Implements normally associated with agriculture – mortar and pestles, sickles, grain storage – are found in the Natufian culture of the Levant (c. 10,500 to 8000 BC). I can’t resist pointing out that this is the exact time period which, in my books, comes right after the Tower of Babel and only a few hundred years after the Flood. In that, possibly true, alternate universe, these “first farmers” could have been people to whom the knowledge of agriculture was not new, but who were having to resettle the earth after a series of society-shattering disasters.
Could there have been farming before the Flood and before the Neolithic “agricultural revolution”? Mortars and pestles have been found that are at least (with the usual caveats about dates) 80,000 years old (California); 43,000 to 49,000 years old (South Africa); 30,000 years old (Australia); 44,000 years old (Ukraine); and 40,000 years old (Spain). Various stone artifacts from even farther back (Lower Palaeolithic sites, including Olduvai Gorge) have been speculated to be pounding stones, also used to process seeds or grains. (Rudgley p. 159 – 160)
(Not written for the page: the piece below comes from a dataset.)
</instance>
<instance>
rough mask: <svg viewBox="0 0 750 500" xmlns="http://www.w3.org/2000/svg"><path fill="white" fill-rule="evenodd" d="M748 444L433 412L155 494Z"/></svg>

The Oft-Under-Appreciated Grindstone
The grindstone may not be as glamorous as the spear and spear-thrower, but it can be used as a weapon in a pinch:
Abimelech son of Jerub-Baal went to his mother’s brothers in Shechem and said to mother’s clan, “Ask all the citizens of Shechem, ‘Which is better for you: to have all seventy of Jerub-Baal’s sons rule over you, or just one man?'”
The citizens of Shechem were inclined to follow Abimelech. They gave him seventy shekels of silver, and Abimelech used it to hire reckless adventurers, who became his followers. He went to his father’s home in Ophrah and on one stone murdered his seventy brothers. Then all the citizens of Shechem and Beth Millo gathered beside the great tree at the pillar in Shechem to crown Abimelech king.
[Things go bad between Abimelech and the people of Shechem, and he ends up razing their city.]
Next Abimelelch went to Thebez and besieged it and captured it. Inside the city, however, was a strong tower, to which all the men and women – all the people of the city – fled. They locked themselves in and climbed up on the tower roof. Abimelech went to the tower and stormed it. But as he approached the entrance to the tower to set it on fire, a woman dropped an upper millstone on his head and cracked his skull.
Hurriedly he called to his armor bearer, “Draw your sword and kill me, so that they can’t say, ‘A woman killed him.'” So his servant ran him through, and he died.